First, the product strategy. The company is not focused on building either an edge routing product nor a core router, company sources say. It now plans to introduce an entire suite of routing products, says Ron Young, chief marketing officer for Procket. This is a shift from the company’s original plan, which was believed to center on building a high-end core router to compete against Cisco Systems Inc. (Nasdaq: CSCO), Juniper Networks Inc. (Nasdaq: JNPR), Avici Systems Inc. (Nasdaq: AVCI; Frankfurt: BVC7) and the half-dozen other startups going after this market.

“The company was originally aiming narrowly at one product category,” says Young, who wouldn’t reveal specifically which product categories the company is currently targeting. “Now there is a family of products. Why do it this way? If you put this much energy into developing a technology, you should be able to leverage it across multiple revenue streams.”

Former employees say the cornerstone of the product line is a 12-slot core router chassis that uses highly dense, scaleable chipsets custom-built by IBM Corp. (NYSE: IBM). This box will offer 960 Gbit/s of capacity (480 Gbit/s in and 480 Gbit/s out) in half a telecom rack.

If this is true, the new Procket core router represents a leap in density from currently available Cisco and Juniper gear. Juniper’s T640, currently the highest-capacity core router on the market, supports 640 Gbit/s of capacity in half a rack (see Juniper Goes Terabit With the T640). Cisco’s GSR 12416 only supports 320 Gbit/s of capacity in one full telco rack. Juniper plans to scale its box by adding an optical matrix. Cisco supposedly has a next-generation router due out later this year called the GSR 12816, which will scale to 1.28 Tbit/s (see Cisco's Got a Terabit Router Too).

As mentioned above, Procket doesn’t plan on using this technology only in the core.
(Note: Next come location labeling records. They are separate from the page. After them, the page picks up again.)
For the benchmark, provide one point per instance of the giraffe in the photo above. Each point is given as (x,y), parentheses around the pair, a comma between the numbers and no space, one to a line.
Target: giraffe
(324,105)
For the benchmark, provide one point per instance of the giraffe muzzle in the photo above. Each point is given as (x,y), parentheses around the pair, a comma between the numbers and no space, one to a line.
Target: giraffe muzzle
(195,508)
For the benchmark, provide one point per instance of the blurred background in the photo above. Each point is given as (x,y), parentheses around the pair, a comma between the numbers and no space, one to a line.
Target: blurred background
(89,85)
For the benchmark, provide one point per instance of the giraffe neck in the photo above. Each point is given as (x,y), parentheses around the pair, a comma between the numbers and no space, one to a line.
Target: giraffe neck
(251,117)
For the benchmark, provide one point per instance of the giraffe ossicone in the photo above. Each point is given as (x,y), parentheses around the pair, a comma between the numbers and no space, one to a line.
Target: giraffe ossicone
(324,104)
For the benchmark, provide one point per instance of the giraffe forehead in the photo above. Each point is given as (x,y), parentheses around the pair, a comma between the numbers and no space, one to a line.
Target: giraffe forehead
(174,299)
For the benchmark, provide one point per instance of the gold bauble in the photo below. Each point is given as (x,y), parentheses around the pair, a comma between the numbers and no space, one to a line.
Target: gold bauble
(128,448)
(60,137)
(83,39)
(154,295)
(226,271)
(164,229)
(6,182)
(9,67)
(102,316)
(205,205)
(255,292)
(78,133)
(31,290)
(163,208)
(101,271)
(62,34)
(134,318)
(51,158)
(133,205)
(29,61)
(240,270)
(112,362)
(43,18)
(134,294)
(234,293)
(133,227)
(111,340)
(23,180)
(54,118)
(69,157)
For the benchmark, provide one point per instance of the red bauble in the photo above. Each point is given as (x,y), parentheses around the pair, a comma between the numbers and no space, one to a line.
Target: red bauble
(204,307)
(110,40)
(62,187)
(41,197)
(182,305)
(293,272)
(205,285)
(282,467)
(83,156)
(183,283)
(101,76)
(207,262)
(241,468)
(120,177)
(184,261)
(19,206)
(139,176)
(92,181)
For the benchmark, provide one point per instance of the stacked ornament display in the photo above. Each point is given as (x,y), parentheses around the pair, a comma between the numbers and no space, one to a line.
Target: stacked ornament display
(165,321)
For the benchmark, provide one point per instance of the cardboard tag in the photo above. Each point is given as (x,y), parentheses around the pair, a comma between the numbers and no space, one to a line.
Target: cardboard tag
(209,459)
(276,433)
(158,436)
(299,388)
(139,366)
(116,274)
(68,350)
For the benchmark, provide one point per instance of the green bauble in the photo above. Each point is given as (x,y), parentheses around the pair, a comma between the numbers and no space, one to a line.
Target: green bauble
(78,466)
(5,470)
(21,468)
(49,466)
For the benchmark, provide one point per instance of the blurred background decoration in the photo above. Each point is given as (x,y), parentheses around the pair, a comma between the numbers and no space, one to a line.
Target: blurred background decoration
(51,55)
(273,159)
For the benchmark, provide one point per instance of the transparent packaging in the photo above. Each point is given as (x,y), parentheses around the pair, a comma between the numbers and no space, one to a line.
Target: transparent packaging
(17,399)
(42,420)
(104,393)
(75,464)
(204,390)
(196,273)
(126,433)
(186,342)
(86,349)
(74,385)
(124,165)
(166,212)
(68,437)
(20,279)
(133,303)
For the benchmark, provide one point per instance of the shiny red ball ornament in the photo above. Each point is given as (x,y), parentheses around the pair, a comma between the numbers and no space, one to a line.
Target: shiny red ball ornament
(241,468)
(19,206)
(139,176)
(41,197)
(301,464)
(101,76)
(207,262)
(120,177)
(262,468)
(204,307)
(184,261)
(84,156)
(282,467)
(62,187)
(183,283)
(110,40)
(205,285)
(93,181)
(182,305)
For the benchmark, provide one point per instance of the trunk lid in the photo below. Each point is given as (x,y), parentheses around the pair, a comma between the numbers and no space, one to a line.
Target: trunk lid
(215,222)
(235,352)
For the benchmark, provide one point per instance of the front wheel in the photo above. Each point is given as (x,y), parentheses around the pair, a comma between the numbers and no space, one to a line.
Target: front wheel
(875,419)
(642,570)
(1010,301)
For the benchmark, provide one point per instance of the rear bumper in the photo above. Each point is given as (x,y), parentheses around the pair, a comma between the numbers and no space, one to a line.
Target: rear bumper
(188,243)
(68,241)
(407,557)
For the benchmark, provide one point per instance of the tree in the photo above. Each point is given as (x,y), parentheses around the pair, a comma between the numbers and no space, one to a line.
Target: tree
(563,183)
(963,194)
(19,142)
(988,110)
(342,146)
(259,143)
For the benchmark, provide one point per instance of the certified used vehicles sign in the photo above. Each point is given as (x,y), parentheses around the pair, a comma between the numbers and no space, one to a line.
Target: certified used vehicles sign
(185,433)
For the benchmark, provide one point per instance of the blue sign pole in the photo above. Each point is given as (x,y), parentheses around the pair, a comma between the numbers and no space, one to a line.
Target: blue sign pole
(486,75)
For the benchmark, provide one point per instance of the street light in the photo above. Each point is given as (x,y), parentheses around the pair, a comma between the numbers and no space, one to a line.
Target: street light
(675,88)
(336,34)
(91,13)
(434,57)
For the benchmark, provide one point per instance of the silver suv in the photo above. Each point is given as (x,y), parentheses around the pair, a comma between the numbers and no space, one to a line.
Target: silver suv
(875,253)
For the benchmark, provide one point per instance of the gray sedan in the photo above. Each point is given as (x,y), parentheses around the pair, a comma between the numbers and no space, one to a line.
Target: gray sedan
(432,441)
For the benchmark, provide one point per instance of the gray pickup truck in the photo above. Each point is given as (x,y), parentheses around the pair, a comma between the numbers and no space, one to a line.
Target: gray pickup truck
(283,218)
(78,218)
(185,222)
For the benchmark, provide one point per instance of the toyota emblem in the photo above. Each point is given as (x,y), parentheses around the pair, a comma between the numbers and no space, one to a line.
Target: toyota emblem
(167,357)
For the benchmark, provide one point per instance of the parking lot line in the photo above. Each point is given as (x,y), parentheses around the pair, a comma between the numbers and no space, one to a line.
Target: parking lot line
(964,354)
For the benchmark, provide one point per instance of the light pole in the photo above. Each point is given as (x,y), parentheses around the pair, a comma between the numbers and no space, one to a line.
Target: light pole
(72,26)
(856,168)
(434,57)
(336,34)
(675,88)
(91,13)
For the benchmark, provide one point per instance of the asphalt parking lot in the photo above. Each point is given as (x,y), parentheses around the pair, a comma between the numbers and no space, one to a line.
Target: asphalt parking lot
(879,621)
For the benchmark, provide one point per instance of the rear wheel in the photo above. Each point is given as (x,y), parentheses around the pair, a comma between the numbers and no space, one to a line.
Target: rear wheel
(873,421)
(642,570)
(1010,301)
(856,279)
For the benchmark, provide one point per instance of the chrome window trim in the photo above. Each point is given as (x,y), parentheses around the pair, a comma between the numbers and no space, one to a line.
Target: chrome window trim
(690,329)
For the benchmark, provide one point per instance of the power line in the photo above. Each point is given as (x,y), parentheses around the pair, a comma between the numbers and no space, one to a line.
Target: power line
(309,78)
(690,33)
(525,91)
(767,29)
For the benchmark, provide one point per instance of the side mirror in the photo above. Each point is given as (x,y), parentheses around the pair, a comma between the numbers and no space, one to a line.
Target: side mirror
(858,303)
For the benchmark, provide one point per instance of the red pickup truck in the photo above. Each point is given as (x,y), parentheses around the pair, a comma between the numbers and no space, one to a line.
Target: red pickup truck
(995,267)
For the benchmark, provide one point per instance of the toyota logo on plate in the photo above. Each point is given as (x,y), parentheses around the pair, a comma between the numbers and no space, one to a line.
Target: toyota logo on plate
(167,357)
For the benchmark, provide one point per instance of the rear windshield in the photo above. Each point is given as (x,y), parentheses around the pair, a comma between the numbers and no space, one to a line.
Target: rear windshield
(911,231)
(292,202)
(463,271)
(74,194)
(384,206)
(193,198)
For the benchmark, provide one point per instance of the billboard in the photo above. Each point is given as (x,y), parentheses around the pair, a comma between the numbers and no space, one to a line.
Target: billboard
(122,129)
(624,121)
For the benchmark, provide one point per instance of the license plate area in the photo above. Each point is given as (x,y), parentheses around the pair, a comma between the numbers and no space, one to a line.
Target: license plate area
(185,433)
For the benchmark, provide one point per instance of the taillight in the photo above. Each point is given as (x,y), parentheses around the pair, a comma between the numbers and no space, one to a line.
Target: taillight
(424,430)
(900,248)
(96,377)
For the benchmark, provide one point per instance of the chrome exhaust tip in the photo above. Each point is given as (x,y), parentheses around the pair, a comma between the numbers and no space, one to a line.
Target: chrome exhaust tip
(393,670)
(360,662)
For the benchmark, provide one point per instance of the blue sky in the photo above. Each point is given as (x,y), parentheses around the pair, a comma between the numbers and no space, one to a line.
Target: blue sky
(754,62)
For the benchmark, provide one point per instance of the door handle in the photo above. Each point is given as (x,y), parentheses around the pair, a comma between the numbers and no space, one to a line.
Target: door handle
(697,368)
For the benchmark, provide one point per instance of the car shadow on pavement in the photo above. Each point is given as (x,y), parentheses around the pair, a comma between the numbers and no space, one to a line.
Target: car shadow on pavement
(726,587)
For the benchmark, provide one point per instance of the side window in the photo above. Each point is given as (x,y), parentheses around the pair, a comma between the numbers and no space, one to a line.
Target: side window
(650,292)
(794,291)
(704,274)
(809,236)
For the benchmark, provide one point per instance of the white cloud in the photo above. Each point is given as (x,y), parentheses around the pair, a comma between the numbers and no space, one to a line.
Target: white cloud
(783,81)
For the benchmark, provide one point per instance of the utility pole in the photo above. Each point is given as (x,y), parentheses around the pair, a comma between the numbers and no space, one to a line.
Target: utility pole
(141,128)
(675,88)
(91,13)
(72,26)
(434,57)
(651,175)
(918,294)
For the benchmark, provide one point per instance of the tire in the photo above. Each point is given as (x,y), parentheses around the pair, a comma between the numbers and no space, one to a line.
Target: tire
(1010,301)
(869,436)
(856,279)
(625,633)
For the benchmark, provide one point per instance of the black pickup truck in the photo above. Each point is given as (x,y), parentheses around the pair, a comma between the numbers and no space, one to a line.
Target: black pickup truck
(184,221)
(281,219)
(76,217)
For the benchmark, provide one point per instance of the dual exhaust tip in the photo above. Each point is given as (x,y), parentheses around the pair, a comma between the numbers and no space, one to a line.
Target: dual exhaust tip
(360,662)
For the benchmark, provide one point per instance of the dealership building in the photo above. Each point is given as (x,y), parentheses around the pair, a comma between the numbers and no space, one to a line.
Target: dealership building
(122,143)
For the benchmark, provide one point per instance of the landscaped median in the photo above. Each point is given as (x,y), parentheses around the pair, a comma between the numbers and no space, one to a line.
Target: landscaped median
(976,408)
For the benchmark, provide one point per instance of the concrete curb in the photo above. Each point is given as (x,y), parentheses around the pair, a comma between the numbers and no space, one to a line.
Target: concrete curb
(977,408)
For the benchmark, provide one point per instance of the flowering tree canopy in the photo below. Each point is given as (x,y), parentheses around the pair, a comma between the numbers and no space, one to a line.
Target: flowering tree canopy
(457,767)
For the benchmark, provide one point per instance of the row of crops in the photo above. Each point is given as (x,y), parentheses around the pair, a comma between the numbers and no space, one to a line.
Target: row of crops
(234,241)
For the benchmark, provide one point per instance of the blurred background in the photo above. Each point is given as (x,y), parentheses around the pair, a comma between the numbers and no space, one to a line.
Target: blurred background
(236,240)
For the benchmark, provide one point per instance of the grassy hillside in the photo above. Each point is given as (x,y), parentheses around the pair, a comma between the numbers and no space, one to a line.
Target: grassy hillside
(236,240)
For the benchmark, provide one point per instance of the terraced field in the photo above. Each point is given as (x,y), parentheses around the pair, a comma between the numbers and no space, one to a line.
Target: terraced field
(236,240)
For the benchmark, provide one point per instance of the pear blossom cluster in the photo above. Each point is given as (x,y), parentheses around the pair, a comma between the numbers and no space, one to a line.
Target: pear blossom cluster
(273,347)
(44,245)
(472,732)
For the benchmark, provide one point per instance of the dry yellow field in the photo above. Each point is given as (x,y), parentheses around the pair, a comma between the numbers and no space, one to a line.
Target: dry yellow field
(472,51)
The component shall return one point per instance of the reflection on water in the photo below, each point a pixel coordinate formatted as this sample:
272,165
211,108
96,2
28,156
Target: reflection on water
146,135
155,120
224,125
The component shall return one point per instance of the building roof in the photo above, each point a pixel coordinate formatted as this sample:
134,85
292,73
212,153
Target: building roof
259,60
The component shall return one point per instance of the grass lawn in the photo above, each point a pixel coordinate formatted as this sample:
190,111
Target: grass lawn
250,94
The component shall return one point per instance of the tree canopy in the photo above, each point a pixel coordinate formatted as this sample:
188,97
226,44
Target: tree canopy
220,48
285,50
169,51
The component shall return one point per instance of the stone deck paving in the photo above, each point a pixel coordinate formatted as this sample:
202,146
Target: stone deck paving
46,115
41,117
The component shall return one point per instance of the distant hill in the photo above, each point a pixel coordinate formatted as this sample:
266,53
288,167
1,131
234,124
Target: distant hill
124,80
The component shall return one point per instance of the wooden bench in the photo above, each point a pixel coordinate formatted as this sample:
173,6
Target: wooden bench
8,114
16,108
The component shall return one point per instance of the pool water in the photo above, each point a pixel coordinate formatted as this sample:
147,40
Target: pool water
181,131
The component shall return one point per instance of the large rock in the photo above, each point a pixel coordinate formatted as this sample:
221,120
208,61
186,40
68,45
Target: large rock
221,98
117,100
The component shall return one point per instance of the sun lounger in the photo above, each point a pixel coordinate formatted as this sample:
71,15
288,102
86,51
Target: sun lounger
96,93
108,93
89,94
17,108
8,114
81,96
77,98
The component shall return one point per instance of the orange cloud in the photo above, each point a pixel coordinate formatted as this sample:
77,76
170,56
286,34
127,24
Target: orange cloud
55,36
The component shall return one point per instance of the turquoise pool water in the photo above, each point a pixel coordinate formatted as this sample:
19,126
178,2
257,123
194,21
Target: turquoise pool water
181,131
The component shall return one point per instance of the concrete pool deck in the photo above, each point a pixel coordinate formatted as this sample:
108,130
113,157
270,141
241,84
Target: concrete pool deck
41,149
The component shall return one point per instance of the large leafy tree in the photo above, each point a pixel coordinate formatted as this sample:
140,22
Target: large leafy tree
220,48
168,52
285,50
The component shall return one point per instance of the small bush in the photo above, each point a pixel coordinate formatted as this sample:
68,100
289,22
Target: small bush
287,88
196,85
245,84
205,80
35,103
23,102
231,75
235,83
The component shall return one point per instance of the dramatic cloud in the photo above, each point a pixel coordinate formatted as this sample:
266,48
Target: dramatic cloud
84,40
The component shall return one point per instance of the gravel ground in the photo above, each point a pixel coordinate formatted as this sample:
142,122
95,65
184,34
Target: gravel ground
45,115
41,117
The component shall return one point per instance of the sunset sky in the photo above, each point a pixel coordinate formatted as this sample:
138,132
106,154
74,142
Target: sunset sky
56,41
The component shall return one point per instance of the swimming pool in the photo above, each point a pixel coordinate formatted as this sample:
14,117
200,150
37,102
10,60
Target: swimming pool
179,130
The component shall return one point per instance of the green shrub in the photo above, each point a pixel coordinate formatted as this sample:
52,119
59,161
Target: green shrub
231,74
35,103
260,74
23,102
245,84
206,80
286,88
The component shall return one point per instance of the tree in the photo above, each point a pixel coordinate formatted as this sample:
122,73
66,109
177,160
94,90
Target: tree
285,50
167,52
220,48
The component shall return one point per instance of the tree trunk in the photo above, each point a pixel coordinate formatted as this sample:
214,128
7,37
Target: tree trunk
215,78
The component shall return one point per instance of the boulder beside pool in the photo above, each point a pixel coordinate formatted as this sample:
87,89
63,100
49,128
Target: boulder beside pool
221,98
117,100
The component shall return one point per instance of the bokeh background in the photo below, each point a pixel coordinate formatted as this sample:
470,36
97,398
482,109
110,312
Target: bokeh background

It will use the same boards and chips found in the core router to build smaller boxes with less throughput and fewer line card slots.

So where will these boxes be used? Procket's high capacity approach looks more like something built for the core, despite the speculation from some observers that the company is building routers for the enterprise (see Procket's Got a Two-Pronged Plan ). Others say it is targeting the edge router market (see Is Procket Heading Toward the Edge?). While Cisco has been successful in addressing both enterprise and service provider needs, this is not an easy task for a small startup. And as Juniper found when it tried to storm the edge-router market with its M10 and M5 products, it’s not always easy to scale down a core router to address the edge.

Juniper’s M10 and M5 edge routers were based on the same technology found in its flagship M40 router. But edge routers require a different set of software features. As a result, Juniper bought Unisphere Networks for its ERX edge routing product (see Juniper Nabs Unisphere for $740M).

“I don’t consider Procket’s smaller boxes edge routers,” says one former Procket engineer who was part of a recent company-wide layoff. “They won’t support all the fancy software features found in a true edge router.”

Where are these lower-capacity Procket routers likely to find a home? One place could be in smaller ISP networks that don’t need the capacity of the high-end product. These routers can also be used in the so-called "metro core" for aggregating traffic and feeding it onto the Internet backbone.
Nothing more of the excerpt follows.